I second the exercise comment. If you're not doing the exercises, you're not going to learn it.

Also, I don't think you should care about being good at formal derivations. Do enough in enough different systems to get the hang of it, but focus more on actually writing (natural language, meta)proofs. Relatedly, make sure you understand the rudiments of model theory and how to interpret formal sentences in various mathematical structures. It's been like a decade, but that's the stuff I remember actually mattering in metaphysics.

I think the same approach goes for understanding why it matters. To get the point, you have to actually see it in action --- e.g., see how Kripke's models of modal sentences can be used to make precise different theories of (trans)world identity, or whatever you're into. And I don't mean "read someone else explain it to you", I mean work it out for yourself (e.g., work out which models would make an identity statement true on one interpretation, vs which models make it true on the alternative interpretation).

Because so much of this depends on just doing it yourself, I don't think the exact textbook or whatever is that important.

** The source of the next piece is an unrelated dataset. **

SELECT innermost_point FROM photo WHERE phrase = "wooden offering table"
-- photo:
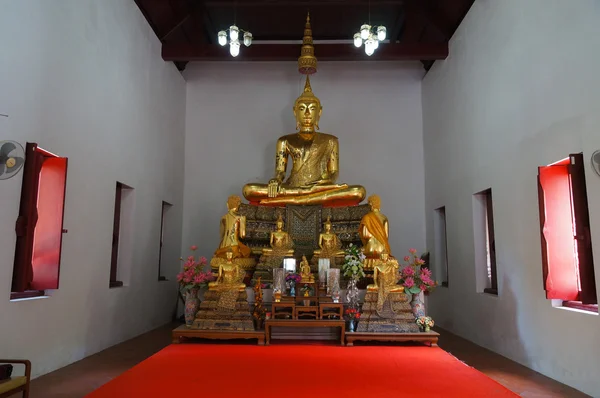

Unless the book is terrible, it should afford the opportunities needed to do some exercises and prove some theorems. I'd recommend skimming a few books while doing the exercises, over reading any one book deeply. Perspective is good.

One thing logicians seem to love to do is write textbooks and handbooks and create cool web apps and all that. I'm sure it won't take too long (or too much Googling) to stumble over more free material than you know what to do with. (I say this as someone who tried to write a textbook and teaches logic from his own notes.)

ethan

I'll second what Shay Logan and William Peden say above.

If OP is looking for book recommendations I would also recommend Ted Sider's "Logic for Philosophy". Compared to many other logic texts it's quite use-friendly. It is also intended for the sort of thing it sounds like OP wants--not doing research in logic, but enough understanding to follow the use of logic in service of other philosophical issues. Sider is admirably clear about important distinctions and why they matter (e.g what is the point of metalogic, what is the difference between proof theory and model theory, etc).

Christopher A. Riddle

When I teach logic I use https://logiclx.humnet.ucla.edu/ for my students. It is really a remarkable piece of software. It offers helpful advice on where you went wrong and thus, allows one to sometimes figure out a problem that they otherwise couldn't, on their own.

TT

I haven't read it yet, but this just came out:

https://www.amazon.com/How-Logic-Works-Users-Guide/dp/0691182221

It seems to be very well received. It might be what you're looking for.